Comment 40 Issue Tracker 2010-06-30 14:27:36 UTC

Event posted on 06-30-2010 06:13am EDT by Glen Johnson

<cde:attachment>
Comment on attachment: linux-2.6.32-s390-zfcp-unit-remove.patch

------- Comment on attachment From brueckner.ibm.com 2010-06-30
06:01 EDT-------


Description: zfcp: Remove SCSI device during unit_remove
Symptom:     When issuing the commands to delete a SCSI device and
             then to remove the zfcp unit from a script, the zfcp unit
             remove can fail.
Problem:     The unit_remove will fail when the reference count of the
             unit is not zero. When the SCSI device exists, it holds a
             reference to the unit. The upstream commit
             d9a9cdfb078d755e648d53ec25b7370f84ee5729 changed the
             deletion of a SCSI to be run asynchronously from a workqueue.
             With this change, the actual removal of the SCSI device
             can run after the unit_remove in zfcp and the
             unit_remove will fail.
Solution:    Get a reference to the SCSI device from the unit_remove
             function and remove the SCSI device from this function.
             If the SCSI device has already been deleted earlier,
             unit_remove cannot get the reference and does nothing.
             If the removal of the SCSI device is running on two threads,
             this is protected by the scan_mutex and the second one will
             exit early.
</cde:attachment>


This event sent from IssueTracker by jkachuck 
 issue 840543

Comment 41 John Jarvis 2010-06-30 14:51:23 UTC

I'm puzzled why I'm seeing a patch being posted to a BZ that is in VERIFIED state when I requested on June 16 that separate bugzillas be opened to track bug reports.  Why is this?

Comment 43 Thorsten Diehl 2010-06-30 15:50:11 UTC

John, the reason for no further new bugzillas you can find in comment 37 from MAIER.com 2010-06-17 04:20 EDT------- :
> I'm pretty sure, this is all caused by the kernel race between
> scsi delete and fcp unit_remove and therefore the same bug.
> The last comments were just a verification attempt that failed.

But, you're right, this bug had better been reopened.

Comment 44 Thorsten Diehl 2010-06-30 16:18:44 UTC

OK, Hendrik clarified this in comment 42 which is invisible for me; forget my comment 43.

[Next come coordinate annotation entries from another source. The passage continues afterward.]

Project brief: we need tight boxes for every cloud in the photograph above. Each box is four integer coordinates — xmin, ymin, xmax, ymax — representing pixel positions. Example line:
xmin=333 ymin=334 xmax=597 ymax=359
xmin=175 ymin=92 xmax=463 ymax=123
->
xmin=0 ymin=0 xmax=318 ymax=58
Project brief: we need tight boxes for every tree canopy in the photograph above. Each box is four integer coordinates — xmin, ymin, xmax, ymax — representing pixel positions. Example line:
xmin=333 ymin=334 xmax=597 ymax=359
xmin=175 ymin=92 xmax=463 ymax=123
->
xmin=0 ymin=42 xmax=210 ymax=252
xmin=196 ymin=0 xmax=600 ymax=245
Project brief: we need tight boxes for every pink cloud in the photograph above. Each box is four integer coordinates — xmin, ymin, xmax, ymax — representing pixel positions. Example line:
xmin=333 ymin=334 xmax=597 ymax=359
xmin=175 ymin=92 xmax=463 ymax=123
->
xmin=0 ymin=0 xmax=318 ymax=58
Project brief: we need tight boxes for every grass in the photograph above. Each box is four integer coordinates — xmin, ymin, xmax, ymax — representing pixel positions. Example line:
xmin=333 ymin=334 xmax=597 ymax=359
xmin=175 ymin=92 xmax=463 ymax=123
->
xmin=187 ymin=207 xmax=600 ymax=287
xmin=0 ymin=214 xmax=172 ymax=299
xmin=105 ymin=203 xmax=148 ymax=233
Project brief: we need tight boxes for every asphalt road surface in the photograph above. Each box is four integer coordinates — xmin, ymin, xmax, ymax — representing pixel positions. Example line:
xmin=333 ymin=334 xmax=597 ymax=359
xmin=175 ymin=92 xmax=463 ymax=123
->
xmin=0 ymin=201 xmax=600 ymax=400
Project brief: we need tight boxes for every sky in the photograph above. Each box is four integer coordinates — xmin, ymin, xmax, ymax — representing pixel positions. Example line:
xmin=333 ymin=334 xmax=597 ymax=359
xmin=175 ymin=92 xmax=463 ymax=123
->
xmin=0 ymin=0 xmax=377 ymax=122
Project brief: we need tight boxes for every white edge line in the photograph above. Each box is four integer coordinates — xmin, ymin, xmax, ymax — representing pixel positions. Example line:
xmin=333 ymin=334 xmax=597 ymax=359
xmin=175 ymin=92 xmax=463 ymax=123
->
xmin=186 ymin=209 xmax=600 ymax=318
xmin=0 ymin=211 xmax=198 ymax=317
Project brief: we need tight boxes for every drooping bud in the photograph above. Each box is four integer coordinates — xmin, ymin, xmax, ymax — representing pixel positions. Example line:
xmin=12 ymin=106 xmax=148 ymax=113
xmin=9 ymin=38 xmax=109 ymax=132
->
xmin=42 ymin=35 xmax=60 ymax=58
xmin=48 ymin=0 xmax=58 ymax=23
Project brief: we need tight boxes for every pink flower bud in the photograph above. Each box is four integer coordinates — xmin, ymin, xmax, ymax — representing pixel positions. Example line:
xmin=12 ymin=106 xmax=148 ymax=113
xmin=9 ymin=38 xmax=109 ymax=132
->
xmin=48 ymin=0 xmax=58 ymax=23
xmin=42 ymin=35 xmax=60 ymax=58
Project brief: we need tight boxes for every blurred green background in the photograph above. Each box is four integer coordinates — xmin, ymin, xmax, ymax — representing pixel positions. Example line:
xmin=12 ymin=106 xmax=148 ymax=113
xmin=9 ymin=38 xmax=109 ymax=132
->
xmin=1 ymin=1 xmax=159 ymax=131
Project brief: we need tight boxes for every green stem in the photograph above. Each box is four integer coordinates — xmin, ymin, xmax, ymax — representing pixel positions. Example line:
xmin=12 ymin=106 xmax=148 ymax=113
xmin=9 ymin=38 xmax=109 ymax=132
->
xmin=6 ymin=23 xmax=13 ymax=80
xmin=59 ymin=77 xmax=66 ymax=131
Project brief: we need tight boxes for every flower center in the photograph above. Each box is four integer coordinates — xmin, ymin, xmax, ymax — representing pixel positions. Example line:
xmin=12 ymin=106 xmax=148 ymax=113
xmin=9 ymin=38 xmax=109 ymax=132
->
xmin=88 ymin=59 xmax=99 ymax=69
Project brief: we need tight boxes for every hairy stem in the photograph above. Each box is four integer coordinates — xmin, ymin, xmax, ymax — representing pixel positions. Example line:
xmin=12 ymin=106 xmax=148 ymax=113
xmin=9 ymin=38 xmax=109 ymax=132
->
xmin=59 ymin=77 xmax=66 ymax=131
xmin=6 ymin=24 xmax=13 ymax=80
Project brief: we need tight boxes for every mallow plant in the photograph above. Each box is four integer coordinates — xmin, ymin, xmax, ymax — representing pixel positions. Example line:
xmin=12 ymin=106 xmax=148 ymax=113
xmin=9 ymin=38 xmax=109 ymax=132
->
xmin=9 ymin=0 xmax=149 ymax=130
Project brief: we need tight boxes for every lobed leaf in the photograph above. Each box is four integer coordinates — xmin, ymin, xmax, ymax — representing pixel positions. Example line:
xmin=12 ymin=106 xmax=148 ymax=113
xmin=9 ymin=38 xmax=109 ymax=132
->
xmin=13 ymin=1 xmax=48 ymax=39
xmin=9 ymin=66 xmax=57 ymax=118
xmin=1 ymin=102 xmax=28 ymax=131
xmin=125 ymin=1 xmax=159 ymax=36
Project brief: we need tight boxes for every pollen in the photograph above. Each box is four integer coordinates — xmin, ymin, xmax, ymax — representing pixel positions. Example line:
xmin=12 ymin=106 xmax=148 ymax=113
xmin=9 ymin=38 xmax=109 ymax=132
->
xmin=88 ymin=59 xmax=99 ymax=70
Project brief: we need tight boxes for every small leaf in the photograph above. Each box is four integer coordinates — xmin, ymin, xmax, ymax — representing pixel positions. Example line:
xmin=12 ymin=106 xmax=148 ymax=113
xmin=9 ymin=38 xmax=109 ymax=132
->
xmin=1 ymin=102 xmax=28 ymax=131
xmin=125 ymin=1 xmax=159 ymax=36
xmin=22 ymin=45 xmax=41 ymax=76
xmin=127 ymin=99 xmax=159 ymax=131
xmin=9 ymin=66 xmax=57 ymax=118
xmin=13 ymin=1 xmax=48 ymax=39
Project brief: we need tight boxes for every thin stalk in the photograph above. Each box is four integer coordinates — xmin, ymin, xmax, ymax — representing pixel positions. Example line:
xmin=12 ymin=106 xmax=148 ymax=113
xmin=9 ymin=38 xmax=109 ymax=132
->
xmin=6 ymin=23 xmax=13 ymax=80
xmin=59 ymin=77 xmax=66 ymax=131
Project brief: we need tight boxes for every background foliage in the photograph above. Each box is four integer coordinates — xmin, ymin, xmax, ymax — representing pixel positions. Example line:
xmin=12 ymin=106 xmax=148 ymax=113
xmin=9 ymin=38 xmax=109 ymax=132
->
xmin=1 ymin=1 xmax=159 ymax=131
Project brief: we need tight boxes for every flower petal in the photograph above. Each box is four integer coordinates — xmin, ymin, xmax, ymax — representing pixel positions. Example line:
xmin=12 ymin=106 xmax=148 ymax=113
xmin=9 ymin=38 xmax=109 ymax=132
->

Comment 45 releng-rhel@redhat.com 2010-07-02 20:41:55 UTC

Red Hat Enterprise Linux Beta 2 is now available and should resolve
the problem described in this bug report. This report is therefore being closed
with a resolution of CURRENTRELEASE. You may reopen this bug report if the
solution does not work for you.

Comment 46 Issue Tracker 2010-07-06 16:45:57 UTC

Event posted on 07-06-2010 04:33am EDT by Glen Johnson

------- Comment From htengshe.com 2010-07-06 03:54 EDT-------
The problem still exists in RHEl6.0 beta2.
I had added DASD and ZFCP LUN in parmfile using following parameters
DASD=exxx
FCP_1="0.0.3xxx 0x500507630303c562 0x4014402200000000"

During installation I selected only ZFCP lun, It gave error "No usable
disks have been found".

------- Comment From htengshe.com 2010-07-06 03:56 EDT-------
Reopening Bug


This event sent from IssueTracker by jkachuck 
 issue 840543

Comment 47 Issue Tracker 2010-07-06 16:46:05 UTC

Event posted on 07-06-2010 04:33am EDT by Glen Johnson

File uploaded: ZFCPInstallError.JPG

This event sent from IssueTracker by jkachuck 
 issue 840543
it_file 832833

Comment 48 Issue Tracker 2010-07-06 16:46:07 UTC

Event posted on 07-06-2010 04:34am EDT by Glen Johnson

<cde:attachment>
Comment on attachment: ZFCPInstallError.JPG

------- Comment (attachment only) From htengshe.com 2010-07-06
03:55 EDT-------
</cde:attachment>


This event sent from IssueTracker by jkachuck 
 issue 840543

Comment 49 David Cantrell 2010-07-06 16:56:01 UTC

Please attach the /tmp/anaconda* files so we can see what is going on.

Comment 50 Joseph Kachuck 2010-07-06 18:51:03 UTC

Created attachment 429855 [details]
linux-2.6.32-s390-zfcp-unit-remove.patch

Comment 51 Joseph Kachuck 2010-07-06 18:57:17 UTC

Hello,
This issue should most likely be able to be closed again. This will be worked through BZ 589278.

Thank You
Joe Kachuck

Comment 52 David Cantrell 2010-07-06 19:08:41 UTC

Thanks, Joe.  I've set this bug to depend on bug #589278 and I have moved it back to CLOSED CURRENTRELEASE which was the state at the time of comment #45.